Cerebral Microbleed Automatic Detection System Based on the "Deep Learning"

Pingping Fan; Wei Shan; Huajun Yang; Yu Zheng; Zhenzhou Wu; Shang Wei Chan; Qun Wang; Peiyi Gao; Yaou Liu; Kunlun He; Binbin Sui

doi:10.3389/fmed.2022.807443

Cerebral Microbleed Automatic Detection System Based on the "Deep Learning"

Front Med (Lausanne). 2022 Mar 24:9:807443. doi: 10.3389/fmed.2022.807443. eCollection 2022.

Authors

Pingping Fan^{1

2

3}, Wei Shan^{2

4

5}, Huajun Yang^{2

4}, Yu Zheng², Zhenzhou Wu², Shang Wei Chan², Qun Wang^{2

3

5}, Peiyi Gao¹, Yaou Liu^{1

2

4}, Kunlun He^{6

7}, Binbin Sui^{2

3}

Affiliations

¹ Department of Radiology, Beijing Tiantan Hospital, Capital Medical University, Beijing, China.
² National Clinical Research Center for Neurological Diseases, Beijing, China.
³ Tiantan Neuroimaging Center of Excellence, Beijing, China.
⁴ Department of Neurology, Beijing Tiantan Hospital, Capital Medical University, Beijing, China.
⁵ Beijing Institute for Brain Disorders, Beijing, China.
⁶ Laboratory of Translational Medicine, Chinese PLA General Hospital, Beijing, China.
⁷ Key Laboratory of Ministry of Biomedical Engineering and Translational Medicine, People's Liberation Army General Hospital, Beijing, China.

Abstract

Objective: To validate the reliability and efficiency of clinical diagnosis in practice based on a well-established system for the automatic segmentation of cerebral microbleeds (CMBs).

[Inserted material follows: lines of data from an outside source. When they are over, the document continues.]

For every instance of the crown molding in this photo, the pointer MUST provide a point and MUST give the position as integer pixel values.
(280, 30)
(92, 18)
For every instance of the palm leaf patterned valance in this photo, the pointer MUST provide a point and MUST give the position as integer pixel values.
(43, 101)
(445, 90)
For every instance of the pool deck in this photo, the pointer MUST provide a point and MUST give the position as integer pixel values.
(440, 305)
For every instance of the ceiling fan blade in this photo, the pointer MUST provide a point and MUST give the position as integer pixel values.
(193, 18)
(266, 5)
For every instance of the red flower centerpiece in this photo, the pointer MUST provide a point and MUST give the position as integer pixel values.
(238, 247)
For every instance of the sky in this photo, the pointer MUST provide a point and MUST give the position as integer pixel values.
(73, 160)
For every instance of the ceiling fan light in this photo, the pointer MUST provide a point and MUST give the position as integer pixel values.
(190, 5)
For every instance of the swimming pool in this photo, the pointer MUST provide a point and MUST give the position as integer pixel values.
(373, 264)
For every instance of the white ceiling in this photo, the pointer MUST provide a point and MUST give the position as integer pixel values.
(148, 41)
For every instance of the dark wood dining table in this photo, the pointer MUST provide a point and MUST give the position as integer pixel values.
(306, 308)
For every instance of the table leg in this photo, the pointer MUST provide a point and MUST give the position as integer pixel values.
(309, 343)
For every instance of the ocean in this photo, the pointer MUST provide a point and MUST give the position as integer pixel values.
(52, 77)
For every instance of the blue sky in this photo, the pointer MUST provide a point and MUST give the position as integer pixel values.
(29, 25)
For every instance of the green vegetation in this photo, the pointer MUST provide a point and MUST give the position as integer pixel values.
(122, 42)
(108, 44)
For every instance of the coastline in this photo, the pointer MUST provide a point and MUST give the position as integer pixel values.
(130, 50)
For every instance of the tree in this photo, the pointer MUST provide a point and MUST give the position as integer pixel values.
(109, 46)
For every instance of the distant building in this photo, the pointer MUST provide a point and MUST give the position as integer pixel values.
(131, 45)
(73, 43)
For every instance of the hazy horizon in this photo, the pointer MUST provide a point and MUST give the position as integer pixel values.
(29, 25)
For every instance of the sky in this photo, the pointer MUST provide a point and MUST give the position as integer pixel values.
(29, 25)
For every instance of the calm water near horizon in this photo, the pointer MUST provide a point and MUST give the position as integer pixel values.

Method: This is a retrospective study based on Magnetic Resonance Imaging-Susceptibility Weighted Imaging (MRI-SWI) datasets from 1,615 patients (median age, 56 years; 1,115 males, 500 females) obtained between September 2018 and September 2019. All patients had been diagnosed with cerebral small vessel disease (CSVD) with clear cerebral microbleeds (CMBs) on MRI-SWI. The patients were divided into training and validation cohorts of 1,285 and 330 patients, respectively, and another 30 patients were used for internal testing. The model training and validation data were labeled layer by layer and rechecked by two neuroradiologists with 15 years of work experience. Afterward, a three-dimensional convolutional neural network (CNN) was applied to the MRI data from the training and validation cohorts to construct a deep learning system (DLS) that was tested with the 72 patients, independent of the aforementioned MRI cohort. The DLS tool was used as a segmentation program for these 72 patients. These results were evaluated and revised by five neuroradiologists and subjected to an output analysis divided into the missed label, incorrect label, and correct label. The interneuroradiologists DLS agreement rate, which was assessed using the interrater agreement kappas test, was used for the quality analysis.

Results: In the detection and segmentation of the CMBs, the DLS achieved a Dice coefficient of 0.72. In the evaluation of the independent clinical data, the neuroradiologists reported that more than 90% of the lesions were directly detected and less than 10% of lesions were incorrectly labeled or the label was missed by our DLS. The kappa value for interneuroradiologist DLS agreement reached 0.79 on average.

Conclusion: Based on the results, the automatic detection and segmentation of CMBs are feasible. The proposed well-trained DLS system might represent a trusted tool for the segmentation and detection of CMB lesions.

Keywords: cerebral microbleed; clinical evaluation; deep learning; neural network; segmentation.